Bölüm 85/🤴👸🐉

9.9K 1.2K 165
                                    

Ağrımaya başlayan ayaklarımdaki ayakkabıları çıkartıp kenara koydum. Rahatlarken, yumuşacık halıya bastım. Çok yorulmuştum, bu Kraliyet düğünleri çok gürültülü oluyordu. O masa senin bu masa benim dolaşıp durmuştuk bütün gece. Ares'in baba tarafından hiçbir akrabası davetli değildi Arel dışında bu yüzden anne tarafından olan iblis akrabalarıyla tanışmıştım. Gerçi onlarda bir elin parmaklarını geçmezdi. Dayısı, kuzeni ve uzaktan birkaç akraba dışında pek kimse yoktu. Geriye kalanlar diğer Krallıklardan gelen Ares'in işbirliği yaptığı soylulardı. Resmî tören gibi bir şey olduğu için klas klas takılmıştık bütün gece boyunca.

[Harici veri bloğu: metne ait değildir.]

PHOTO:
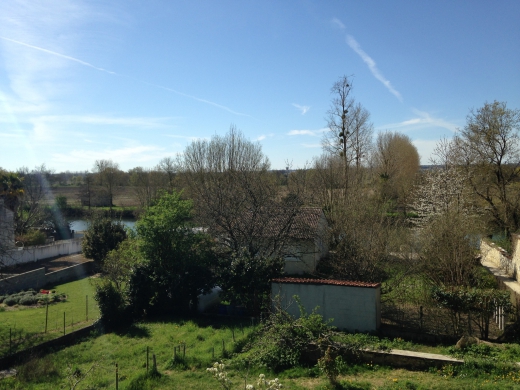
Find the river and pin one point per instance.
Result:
(79, 225)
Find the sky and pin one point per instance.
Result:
(136, 81)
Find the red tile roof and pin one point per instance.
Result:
(332, 282)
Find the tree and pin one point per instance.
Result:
(350, 129)
(147, 185)
(102, 236)
(489, 151)
(109, 176)
(236, 196)
(396, 162)
(178, 261)
(30, 212)
(168, 166)
(448, 223)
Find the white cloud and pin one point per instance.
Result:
(424, 120)
(337, 23)
(372, 66)
(303, 109)
(313, 133)
(131, 154)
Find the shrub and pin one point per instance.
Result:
(28, 300)
(112, 305)
(12, 300)
(33, 237)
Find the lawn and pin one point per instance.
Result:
(202, 338)
(27, 324)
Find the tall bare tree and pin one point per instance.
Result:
(396, 161)
(350, 130)
(109, 176)
(236, 196)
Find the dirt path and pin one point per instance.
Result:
(51, 264)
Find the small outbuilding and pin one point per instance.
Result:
(353, 306)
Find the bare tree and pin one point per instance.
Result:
(169, 167)
(396, 162)
(350, 129)
(109, 176)
(30, 212)
(489, 151)
(236, 196)
(147, 185)
(448, 223)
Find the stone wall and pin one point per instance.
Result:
(35, 253)
(352, 308)
(37, 278)
(508, 263)
(6, 226)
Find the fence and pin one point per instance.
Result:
(429, 320)
(35, 253)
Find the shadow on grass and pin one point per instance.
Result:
(136, 330)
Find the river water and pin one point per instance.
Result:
(79, 225)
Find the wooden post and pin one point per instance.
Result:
(46, 315)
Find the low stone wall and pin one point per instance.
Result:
(38, 278)
(408, 359)
(35, 253)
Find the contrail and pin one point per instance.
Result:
(131, 78)
(57, 54)
(372, 66)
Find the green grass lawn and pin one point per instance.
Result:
(203, 339)
(27, 324)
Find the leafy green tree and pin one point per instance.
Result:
(246, 280)
(489, 151)
(102, 236)
(178, 261)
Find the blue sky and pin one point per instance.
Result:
(136, 81)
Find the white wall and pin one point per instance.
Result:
(352, 308)
(35, 253)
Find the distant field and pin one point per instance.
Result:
(125, 197)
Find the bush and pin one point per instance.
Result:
(12, 300)
(102, 236)
(115, 314)
(28, 300)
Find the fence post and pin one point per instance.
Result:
(46, 315)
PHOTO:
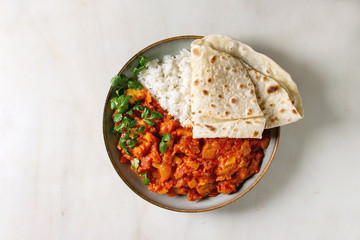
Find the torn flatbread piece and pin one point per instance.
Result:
(277, 93)
(274, 101)
(223, 100)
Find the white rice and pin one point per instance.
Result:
(168, 82)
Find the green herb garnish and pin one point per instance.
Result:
(117, 117)
(119, 80)
(155, 115)
(131, 143)
(146, 112)
(140, 129)
(123, 146)
(151, 123)
(138, 107)
(162, 146)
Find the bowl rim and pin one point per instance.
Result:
(143, 196)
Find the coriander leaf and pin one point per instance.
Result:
(146, 181)
(140, 129)
(135, 163)
(145, 113)
(122, 145)
(131, 143)
(135, 85)
(126, 136)
(117, 117)
(166, 137)
(136, 71)
(130, 112)
(114, 102)
(162, 147)
(119, 91)
(143, 61)
(119, 81)
(138, 108)
(155, 115)
(117, 129)
(151, 123)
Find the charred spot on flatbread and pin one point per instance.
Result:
(211, 128)
(272, 89)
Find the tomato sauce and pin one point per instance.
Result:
(196, 168)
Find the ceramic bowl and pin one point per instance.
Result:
(172, 46)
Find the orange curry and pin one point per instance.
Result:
(196, 168)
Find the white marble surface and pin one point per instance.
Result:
(56, 59)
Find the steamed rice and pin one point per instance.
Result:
(168, 82)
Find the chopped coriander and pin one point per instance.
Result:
(145, 113)
(146, 181)
(114, 102)
(136, 71)
(119, 91)
(129, 122)
(126, 136)
(130, 112)
(138, 107)
(119, 80)
(117, 129)
(166, 137)
(117, 117)
(151, 123)
(122, 145)
(135, 85)
(162, 147)
(135, 163)
(140, 129)
(155, 115)
(131, 143)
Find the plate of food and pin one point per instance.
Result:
(192, 123)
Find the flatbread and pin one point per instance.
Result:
(223, 100)
(273, 100)
(284, 104)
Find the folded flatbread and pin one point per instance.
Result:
(276, 92)
(223, 99)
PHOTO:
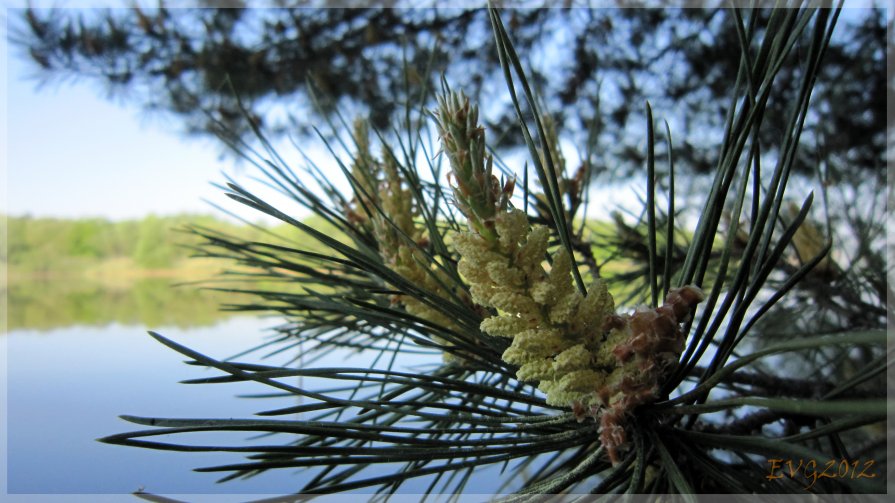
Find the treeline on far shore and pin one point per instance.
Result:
(55, 247)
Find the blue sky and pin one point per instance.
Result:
(73, 153)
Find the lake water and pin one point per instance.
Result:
(67, 386)
(71, 371)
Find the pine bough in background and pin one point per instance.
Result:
(543, 374)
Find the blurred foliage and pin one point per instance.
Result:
(747, 385)
(594, 67)
(150, 302)
(74, 247)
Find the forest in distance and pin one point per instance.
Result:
(94, 271)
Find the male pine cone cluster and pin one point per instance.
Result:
(580, 353)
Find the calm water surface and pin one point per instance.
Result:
(78, 360)
(67, 386)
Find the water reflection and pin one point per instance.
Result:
(45, 304)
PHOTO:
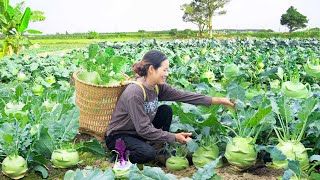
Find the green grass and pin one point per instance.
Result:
(61, 42)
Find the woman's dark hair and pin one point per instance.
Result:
(152, 57)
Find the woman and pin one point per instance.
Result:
(137, 117)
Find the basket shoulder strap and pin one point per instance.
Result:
(141, 86)
(157, 89)
(144, 91)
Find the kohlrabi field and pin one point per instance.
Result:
(273, 133)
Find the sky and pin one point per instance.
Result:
(151, 15)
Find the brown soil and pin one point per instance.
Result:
(227, 172)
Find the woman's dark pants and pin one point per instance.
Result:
(140, 151)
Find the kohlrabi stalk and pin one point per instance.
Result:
(177, 161)
(122, 164)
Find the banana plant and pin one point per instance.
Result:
(14, 21)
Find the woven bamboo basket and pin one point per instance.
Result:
(96, 104)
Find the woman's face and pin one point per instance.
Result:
(160, 75)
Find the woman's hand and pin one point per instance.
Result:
(183, 137)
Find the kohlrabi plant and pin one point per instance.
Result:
(294, 88)
(293, 125)
(312, 67)
(122, 164)
(177, 160)
(247, 124)
(293, 171)
(15, 143)
(56, 136)
(231, 71)
(208, 150)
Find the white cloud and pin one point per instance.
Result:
(133, 15)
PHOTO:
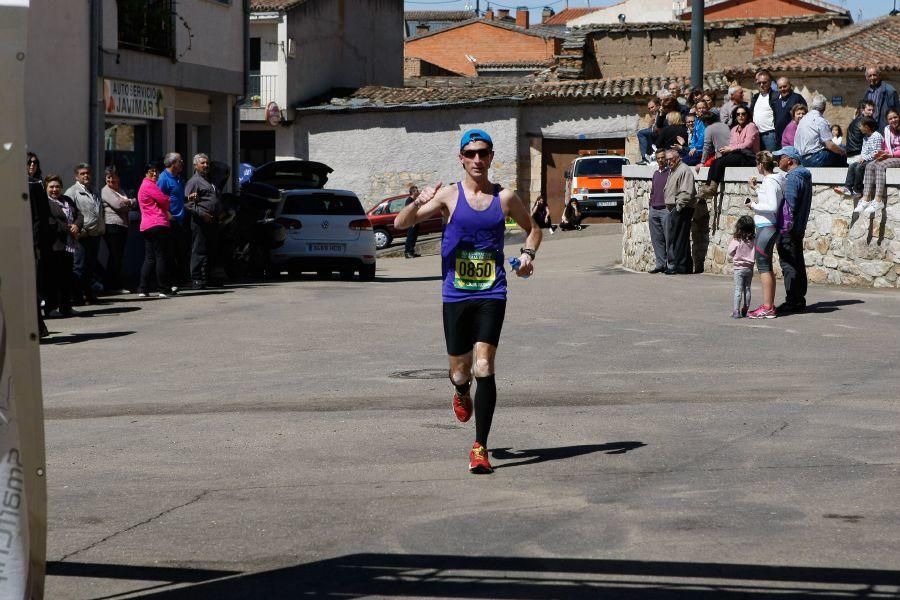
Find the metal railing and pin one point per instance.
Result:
(262, 87)
(147, 26)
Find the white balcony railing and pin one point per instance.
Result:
(262, 87)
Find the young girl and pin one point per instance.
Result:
(742, 252)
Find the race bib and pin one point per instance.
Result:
(475, 270)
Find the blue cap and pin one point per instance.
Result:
(788, 151)
(475, 135)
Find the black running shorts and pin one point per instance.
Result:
(472, 321)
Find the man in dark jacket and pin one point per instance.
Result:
(798, 197)
(205, 206)
(40, 228)
(782, 104)
(882, 94)
(865, 109)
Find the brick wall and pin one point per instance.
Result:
(618, 53)
(487, 43)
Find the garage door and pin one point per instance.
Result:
(556, 156)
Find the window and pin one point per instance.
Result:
(321, 204)
(147, 26)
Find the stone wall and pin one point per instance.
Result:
(839, 248)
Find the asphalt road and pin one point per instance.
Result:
(295, 439)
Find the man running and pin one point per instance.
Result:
(474, 277)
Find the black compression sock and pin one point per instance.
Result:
(485, 402)
(463, 388)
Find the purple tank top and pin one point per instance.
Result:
(472, 252)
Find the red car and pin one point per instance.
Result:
(382, 217)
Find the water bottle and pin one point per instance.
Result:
(515, 263)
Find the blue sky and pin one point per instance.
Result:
(870, 8)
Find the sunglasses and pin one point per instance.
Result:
(483, 153)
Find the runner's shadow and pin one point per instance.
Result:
(75, 338)
(826, 307)
(534, 456)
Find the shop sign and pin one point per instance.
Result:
(273, 114)
(130, 99)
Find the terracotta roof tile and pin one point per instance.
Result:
(438, 15)
(566, 15)
(472, 92)
(872, 43)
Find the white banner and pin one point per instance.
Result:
(13, 517)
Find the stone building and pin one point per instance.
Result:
(621, 50)
(160, 79)
(379, 140)
(835, 67)
(302, 49)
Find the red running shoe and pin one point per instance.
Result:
(478, 462)
(462, 406)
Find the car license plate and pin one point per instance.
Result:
(327, 247)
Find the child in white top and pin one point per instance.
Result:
(742, 252)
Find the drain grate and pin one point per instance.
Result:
(420, 374)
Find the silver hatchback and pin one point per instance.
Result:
(327, 231)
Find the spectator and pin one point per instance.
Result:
(873, 142)
(798, 111)
(813, 139)
(674, 134)
(92, 210)
(735, 99)
(646, 133)
(695, 147)
(205, 206)
(770, 195)
(710, 98)
(798, 201)
(65, 227)
(883, 96)
(40, 230)
(740, 249)
(783, 105)
(837, 135)
(866, 108)
(571, 218)
(741, 148)
(874, 188)
(680, 200)
(155, 228)
(412, 233)
(171, 183)
(658, 213)
(762, 106)
(118, 205)
(540, 212)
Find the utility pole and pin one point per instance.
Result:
(697, 43)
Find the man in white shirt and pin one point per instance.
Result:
(763, 111)
(813, 139)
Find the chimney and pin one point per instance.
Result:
(522, 17)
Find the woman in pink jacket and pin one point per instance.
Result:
(155, 217)
(741, 149)
(874, 180)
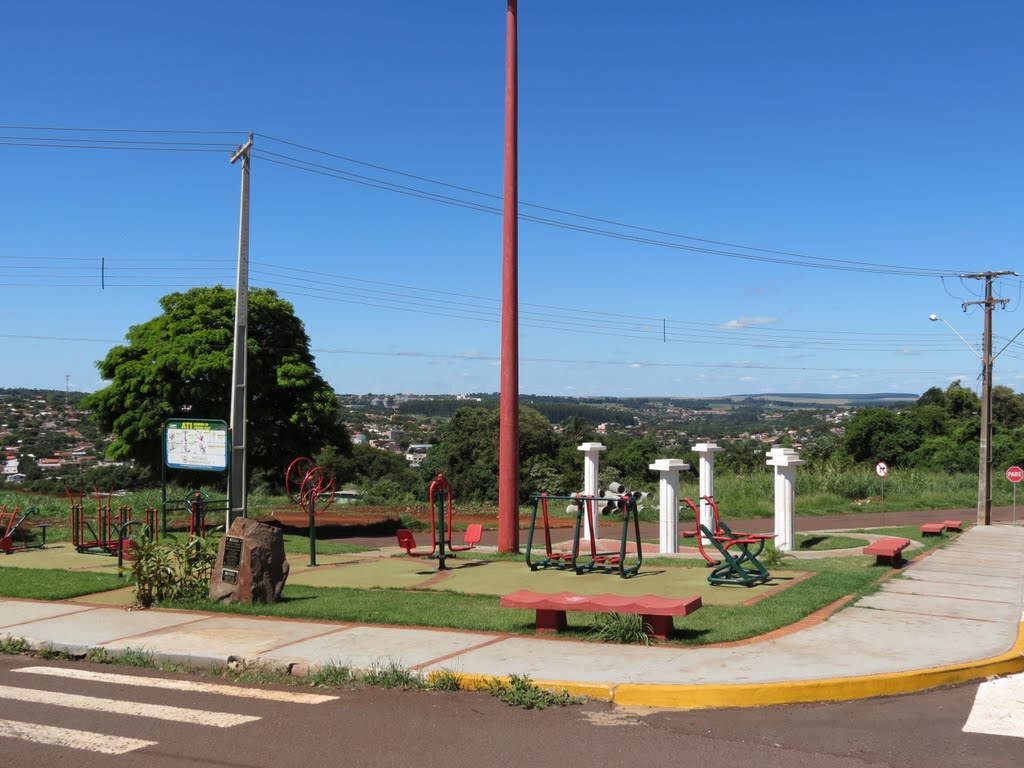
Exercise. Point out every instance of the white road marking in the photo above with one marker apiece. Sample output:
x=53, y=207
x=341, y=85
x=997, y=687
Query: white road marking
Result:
x=186, y=685
x=48, y=734
x=136, y=709
x=998, y=708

"Çok mu yoruldun?" Ares başını bana doğru çevirirken masanın üstünde duran kağıtları inceliyordu. Kitaplardan önemli bulduğum yerleri not alıyordum. Bebeğim hakkında bilmediğim çok fazla şey vardı.

"En son üstünde çingene pembesi olan ve gözlerine kertenkele pulu yapıştırdığına emin olduğum bir kadın, beni iblislerin ne kadar yüce olduğu konusunda çektiği vaazla öldürmek üzereydi. Sanırım gecenin en komik yanı ayağında yılan derisi olduğuna dair şüphelerim olan ayakkabısıyla bir başka saraydan gelen adını bilmediğim kadının ayakkabı değilde yılan olduğunu sanıp çığlık atmadıydı. O anki yüz ifadeleri o kadar komikti ki sanırım bütün gece bunu hatırlayıp ayakta kaldım."

Ares bana far görmüş tavşan gibi bakarken kahkaha attım. Ne dediğimi ben bile anlamamıştım, normaldi. Başını iki yana sallayıp, bana doğru adımladı. Gelinliğin arkasındaki düğmeleri teker teker açtıktan sonra alev gibi yanan parmakları çıplak tenime değdi. Boynuma dudaklarını bastırıp geri çekildi.

"Sen üstünü giyin." Sessizce fısıldayıp, yanımdan geçeceği zaman kolundan tuttum.

"Bebeğimiz şu an derin bir uykuda." Uykuya geçtiği zamanı hissediyordum, bu garipti sanırım. Aslında uyanık olduğu zamanlar sürekli hareket halinde olduğu için kendini belli ediyordu.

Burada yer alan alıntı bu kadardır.